In recent months, bond market participants have been singing a very different song than stock market participants. Treasury yields have dropped significantly, nearing all-time lows (set in mid-2016), as institutional investors seeking safety have increased buying. Remember, when buying action in bonds drives the prices up, their yields move in the opposite direction. This safety seeking trend is indicative of perceived near-term economic weakness. But (somewhat isolated) stock prices have continued to rise in this time period, suggesting these participants think that consumption will continue growing near term. Much of this can be attributed to the theory that holds accommodative central bank (primarily the U.S. Federal Reserve) policy will support that continued consumption. So, as an individual investor, you might ask, which party is right? Where is the economy headed?
Every prognosticator is eventually right…
Let’s back up for a minute for yet another lesson and self-deprecating acknowledgement that I have been saying interest rates will rise for literally years now. Long enough for some, including our clients, to think Brendan is nuts. But as I’ve also said here before, every prognosticator is eventually right. And while the more we see, the more it seems rates could sink even further for longer, rates will go up at some point, and they could go up very sharply, and very quickly. Not because central banks want them to, but because the reality regarding the purchasing power of U.S. dollars (read real inflation), combined with a collective perception among lenders (mortgage lenders and bond buyers) that there is greater risk to lend, will eventually come home to roost. When lenders become fearful, they stop or reduce lending, which makes the cost of whatever they do lend go up. A lot.
Now back to our primary question. In which direction is the economy headed? North or south? Expansion or contraction? Incumbent politicians seeking re-election tell us the economy is the best it’s ever been, thanks to them, naturally. The prospective candidates for those political positions tell us the economy is terrible, that it’s a house of cards waiting for casual breeze.
What’s our answer to this cliff hanger? We don’t know. That may sound like a cop out, but it’s the truth. We don’t know what asset prices and interest rates are going to do in the near term because money is emotional. Even (especially perhaps) at the institutional level, fear and greed will drive the herd in either direction. And in a big hurry. Market and economic fundamentals flew out the window years ago, and speculation that central banks would continue “stimulating” the economy. But stimulus is, by nature, short lived. I’m no scientist, but I do know by instinct that stimuli lose efficacy the more of it you use, and the longer you apply it.
When the industry is collecting a percentage of your account value as their primary source of revenue, you can rest assured you will never hear them tell you to sell.
If you’re still reading, by now you’re thinking enough theory, what are you suggesting? Simply put, hedge your bets.
We have been conditioned by the financial institutions that we should keep all of our money in risk assets, primarily stocks, because if we don’t, we’ll get left behind. When was the last time you heard a money manager or financial advisor tell you to sell? When the industry is collecting a percentage of your account value as their primary source of revenue, you can rest assured you will never hear them tell you to. But now, more than ever, individual investors need to understand the real risk of staying “all in”. No individual investor can afford to be all in.
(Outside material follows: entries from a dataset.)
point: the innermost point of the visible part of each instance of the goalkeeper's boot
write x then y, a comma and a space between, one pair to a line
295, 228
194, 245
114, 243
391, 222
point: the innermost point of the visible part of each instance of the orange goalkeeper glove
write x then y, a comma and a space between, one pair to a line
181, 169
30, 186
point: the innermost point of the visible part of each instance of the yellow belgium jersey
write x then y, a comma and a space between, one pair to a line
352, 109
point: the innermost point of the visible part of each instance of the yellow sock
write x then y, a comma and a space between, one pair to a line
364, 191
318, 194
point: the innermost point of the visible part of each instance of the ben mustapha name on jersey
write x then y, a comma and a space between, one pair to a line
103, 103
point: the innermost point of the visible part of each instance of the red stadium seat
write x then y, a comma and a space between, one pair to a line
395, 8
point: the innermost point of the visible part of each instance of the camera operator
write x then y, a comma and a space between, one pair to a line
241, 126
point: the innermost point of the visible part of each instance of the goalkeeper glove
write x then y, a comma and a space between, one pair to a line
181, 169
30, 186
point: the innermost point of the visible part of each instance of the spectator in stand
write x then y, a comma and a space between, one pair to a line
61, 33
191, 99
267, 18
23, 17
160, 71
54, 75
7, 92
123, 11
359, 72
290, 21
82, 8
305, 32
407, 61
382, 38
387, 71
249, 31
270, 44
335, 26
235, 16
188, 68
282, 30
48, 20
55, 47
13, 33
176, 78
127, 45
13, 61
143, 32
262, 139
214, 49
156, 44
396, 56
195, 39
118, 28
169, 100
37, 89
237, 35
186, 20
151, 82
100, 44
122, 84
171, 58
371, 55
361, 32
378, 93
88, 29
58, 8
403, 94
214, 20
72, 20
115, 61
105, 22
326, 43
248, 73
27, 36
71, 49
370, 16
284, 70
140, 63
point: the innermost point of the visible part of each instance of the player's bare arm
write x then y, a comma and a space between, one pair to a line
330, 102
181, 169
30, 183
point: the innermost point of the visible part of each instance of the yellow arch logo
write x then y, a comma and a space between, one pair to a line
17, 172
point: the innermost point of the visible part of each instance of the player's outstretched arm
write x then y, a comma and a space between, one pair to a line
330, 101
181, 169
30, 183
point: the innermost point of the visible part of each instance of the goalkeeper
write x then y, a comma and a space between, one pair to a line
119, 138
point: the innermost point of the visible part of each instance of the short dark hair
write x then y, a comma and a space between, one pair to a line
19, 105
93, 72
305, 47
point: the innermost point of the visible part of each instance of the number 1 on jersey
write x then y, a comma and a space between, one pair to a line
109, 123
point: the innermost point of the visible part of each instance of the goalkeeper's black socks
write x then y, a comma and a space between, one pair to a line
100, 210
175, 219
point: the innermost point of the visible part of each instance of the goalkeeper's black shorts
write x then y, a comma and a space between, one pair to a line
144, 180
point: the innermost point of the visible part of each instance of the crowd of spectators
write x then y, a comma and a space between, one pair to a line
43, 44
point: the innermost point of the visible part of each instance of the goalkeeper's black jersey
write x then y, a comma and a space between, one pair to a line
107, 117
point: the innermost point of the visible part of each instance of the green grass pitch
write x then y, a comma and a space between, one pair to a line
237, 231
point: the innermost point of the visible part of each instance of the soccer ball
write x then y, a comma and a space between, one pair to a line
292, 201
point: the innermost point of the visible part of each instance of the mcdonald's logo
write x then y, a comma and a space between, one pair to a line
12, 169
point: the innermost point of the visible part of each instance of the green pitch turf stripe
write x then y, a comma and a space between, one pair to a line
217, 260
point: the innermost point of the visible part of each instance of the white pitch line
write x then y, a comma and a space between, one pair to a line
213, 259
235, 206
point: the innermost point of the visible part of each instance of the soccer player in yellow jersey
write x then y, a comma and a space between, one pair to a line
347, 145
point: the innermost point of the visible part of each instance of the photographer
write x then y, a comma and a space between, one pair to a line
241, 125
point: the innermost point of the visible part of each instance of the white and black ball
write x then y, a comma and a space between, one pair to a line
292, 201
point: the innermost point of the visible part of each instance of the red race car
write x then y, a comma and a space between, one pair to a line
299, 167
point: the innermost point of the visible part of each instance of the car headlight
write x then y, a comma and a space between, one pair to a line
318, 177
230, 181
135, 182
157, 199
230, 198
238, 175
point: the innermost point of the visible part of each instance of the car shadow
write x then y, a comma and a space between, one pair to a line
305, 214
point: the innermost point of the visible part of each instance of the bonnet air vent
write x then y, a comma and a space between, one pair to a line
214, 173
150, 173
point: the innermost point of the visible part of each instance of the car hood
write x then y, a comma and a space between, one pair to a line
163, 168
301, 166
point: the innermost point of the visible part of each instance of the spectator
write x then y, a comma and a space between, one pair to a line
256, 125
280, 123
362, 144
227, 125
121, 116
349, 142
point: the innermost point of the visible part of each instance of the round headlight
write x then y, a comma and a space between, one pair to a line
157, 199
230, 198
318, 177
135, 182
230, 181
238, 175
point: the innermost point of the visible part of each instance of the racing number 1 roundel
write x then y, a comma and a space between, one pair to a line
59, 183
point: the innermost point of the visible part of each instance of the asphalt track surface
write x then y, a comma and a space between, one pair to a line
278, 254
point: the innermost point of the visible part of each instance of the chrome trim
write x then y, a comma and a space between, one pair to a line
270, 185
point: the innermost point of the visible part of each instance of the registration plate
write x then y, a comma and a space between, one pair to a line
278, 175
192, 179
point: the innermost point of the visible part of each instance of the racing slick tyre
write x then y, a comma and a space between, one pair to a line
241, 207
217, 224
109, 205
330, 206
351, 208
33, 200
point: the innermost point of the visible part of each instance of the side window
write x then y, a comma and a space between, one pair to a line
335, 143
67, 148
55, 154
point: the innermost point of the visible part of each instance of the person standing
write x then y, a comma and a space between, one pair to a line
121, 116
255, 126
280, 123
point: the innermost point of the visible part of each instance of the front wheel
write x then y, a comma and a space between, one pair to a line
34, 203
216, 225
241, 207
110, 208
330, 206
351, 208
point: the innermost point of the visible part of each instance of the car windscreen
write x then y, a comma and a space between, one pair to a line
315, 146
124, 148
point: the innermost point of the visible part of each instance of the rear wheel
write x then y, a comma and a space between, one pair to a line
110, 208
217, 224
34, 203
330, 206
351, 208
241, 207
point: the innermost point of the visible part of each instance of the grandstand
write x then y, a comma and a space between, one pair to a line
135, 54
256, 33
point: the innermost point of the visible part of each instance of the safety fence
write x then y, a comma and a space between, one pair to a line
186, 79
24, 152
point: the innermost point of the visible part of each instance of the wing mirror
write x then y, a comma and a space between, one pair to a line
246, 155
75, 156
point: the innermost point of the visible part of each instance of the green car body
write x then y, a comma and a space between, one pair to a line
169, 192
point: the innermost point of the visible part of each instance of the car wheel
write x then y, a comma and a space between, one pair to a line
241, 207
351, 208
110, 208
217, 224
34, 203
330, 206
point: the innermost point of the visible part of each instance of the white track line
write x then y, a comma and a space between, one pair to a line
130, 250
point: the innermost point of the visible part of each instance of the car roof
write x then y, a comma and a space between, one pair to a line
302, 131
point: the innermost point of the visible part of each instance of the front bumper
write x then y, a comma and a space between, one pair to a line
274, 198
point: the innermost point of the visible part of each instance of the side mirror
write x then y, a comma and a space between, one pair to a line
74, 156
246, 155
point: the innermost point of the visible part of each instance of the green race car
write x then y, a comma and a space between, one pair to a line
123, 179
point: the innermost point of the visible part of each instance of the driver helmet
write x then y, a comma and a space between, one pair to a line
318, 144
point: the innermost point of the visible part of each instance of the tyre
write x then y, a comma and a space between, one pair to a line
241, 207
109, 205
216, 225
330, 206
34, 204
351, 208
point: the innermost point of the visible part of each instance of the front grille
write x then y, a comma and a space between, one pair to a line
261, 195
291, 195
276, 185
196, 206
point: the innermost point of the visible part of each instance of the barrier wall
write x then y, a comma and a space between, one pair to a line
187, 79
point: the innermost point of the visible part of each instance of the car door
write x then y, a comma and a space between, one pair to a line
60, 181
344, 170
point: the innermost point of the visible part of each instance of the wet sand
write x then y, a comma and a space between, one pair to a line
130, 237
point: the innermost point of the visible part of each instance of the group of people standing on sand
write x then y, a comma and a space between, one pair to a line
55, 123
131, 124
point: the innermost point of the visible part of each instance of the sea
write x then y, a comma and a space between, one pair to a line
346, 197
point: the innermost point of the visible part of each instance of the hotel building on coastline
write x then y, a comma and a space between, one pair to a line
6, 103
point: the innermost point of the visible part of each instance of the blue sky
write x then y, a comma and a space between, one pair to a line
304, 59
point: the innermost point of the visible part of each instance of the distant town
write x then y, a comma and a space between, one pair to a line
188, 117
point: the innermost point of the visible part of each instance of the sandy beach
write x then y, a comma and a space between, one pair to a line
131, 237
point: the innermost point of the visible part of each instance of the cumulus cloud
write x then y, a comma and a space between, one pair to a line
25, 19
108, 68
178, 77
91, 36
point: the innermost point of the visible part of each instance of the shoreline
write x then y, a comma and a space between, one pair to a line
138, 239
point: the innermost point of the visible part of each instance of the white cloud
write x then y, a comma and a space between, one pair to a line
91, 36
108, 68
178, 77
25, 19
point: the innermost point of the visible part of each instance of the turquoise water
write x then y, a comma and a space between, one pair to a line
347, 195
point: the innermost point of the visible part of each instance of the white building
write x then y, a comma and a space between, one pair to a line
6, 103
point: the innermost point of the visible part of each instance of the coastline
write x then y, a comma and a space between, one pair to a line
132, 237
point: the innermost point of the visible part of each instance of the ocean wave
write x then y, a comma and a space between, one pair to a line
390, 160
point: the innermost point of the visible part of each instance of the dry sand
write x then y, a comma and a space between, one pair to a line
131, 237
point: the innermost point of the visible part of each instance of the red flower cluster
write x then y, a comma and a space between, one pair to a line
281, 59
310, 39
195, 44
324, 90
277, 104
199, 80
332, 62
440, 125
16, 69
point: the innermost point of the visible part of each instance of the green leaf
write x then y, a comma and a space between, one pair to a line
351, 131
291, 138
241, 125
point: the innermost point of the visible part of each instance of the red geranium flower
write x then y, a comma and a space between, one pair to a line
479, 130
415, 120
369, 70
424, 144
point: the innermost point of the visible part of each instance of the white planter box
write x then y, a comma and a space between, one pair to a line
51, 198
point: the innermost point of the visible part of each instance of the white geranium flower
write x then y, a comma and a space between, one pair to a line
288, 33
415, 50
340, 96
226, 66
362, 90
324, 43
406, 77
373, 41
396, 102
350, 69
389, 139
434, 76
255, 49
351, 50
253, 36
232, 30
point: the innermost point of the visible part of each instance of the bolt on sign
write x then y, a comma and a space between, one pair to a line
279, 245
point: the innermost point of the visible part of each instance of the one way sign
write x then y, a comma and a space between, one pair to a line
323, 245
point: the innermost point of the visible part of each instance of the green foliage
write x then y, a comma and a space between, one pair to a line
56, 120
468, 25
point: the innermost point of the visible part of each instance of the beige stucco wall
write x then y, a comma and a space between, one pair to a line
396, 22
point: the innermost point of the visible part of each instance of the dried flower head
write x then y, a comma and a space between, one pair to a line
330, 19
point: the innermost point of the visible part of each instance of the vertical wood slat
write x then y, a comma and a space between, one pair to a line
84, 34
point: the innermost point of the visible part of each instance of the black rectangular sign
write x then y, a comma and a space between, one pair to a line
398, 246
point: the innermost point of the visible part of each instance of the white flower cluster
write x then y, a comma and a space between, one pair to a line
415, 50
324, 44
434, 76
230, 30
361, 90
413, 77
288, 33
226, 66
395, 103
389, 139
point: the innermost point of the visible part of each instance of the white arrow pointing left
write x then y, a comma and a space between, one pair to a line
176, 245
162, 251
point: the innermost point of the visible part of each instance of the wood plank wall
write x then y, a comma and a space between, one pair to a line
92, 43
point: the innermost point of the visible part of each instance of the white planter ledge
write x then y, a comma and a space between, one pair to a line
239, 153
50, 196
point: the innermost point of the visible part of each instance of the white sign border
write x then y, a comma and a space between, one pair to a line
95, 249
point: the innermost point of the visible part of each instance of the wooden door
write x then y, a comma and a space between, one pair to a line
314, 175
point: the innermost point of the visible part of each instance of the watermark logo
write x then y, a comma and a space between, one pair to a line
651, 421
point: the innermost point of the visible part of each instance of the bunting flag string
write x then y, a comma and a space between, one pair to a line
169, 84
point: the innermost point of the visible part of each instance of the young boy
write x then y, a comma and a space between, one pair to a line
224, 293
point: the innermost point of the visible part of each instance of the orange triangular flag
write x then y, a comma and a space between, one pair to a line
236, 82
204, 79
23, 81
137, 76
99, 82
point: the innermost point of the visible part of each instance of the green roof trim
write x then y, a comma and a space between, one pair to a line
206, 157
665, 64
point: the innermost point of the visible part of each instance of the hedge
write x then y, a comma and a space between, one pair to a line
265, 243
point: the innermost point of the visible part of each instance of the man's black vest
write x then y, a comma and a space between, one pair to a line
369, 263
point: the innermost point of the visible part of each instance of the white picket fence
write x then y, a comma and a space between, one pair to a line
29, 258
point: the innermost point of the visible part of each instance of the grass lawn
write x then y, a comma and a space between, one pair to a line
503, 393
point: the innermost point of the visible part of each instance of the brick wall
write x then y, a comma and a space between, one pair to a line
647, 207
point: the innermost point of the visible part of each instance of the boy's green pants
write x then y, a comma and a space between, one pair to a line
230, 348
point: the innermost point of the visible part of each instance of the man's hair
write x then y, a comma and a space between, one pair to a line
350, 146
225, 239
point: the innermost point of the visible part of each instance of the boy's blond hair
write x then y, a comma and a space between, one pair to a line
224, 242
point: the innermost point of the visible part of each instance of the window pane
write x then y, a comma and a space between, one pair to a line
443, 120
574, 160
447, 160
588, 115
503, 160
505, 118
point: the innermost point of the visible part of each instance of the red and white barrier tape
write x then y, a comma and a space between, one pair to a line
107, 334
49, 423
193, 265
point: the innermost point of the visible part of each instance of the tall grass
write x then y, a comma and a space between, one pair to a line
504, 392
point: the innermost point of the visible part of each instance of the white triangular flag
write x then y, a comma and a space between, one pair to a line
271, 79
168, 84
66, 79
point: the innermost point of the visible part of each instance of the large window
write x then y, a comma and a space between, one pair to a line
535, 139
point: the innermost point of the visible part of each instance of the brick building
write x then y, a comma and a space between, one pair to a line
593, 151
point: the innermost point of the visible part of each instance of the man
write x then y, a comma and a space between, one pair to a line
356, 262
Ever. But that’s what most investors are effectively advised to do. Now, the professionals I’m referring to would say they preach diversification too. But to justify and maintain their percentage fees, their diversifying hedge is a bond allocation. This will eventually backfire because with interest rates at all-time lows, bond prices are riskier than they’ve ever been, so keeping half of your money in bonds is not an effective hedge.
Central banks would never admit it openly, but the underlying message of their recent words suggests they are near capitulation. The experiment they’ve been conducting (more debt as a solution to a debt problem) has wearied them, and they are deeply concerned that the next time sentiment turns negative, their economic stimulation hammer will have run out of nails. They are calling upon politicians to exercise some fiscal discipline to relieve the pressure on them to carry the economy. And you don’t need a financial planner to understand the magnitude of that ask.
You’d all do well to take some time and gain a true understanding of your hedging strategy, if you are hedged. We can help.
Update: I wrote this post on Sunday, February 23rd. It’s now Friday, February 28th. Since then, unless you’ve been living in a cave, you know markets are in full panic mode over the corona virus. Global bond yields and stock prices are now plummeting together. What’s interesting about this to us is that this has been such a trigger. Fact: nobody knows what the real impact of this virus will be on the global economy. So, in that sense, market participants are overreacting. But in another sense, this drives home the fact that institutional investors have just been waiting for the straw that would break the camel’s back (RIP Ollie) and is a clear indication of just how over inflated prices were, and actually, still are. Ten percent in a week is obviously significant. But valuations are still two times higher than the historical mean and have only been this high two other times in modern history; before the crash that initiated the Great Depression in 1929, and before the dot com bubble burst in year 2000. What that means is, this could be just the beginning. I hope you’re hedged. If you aren’t, it’s not too late.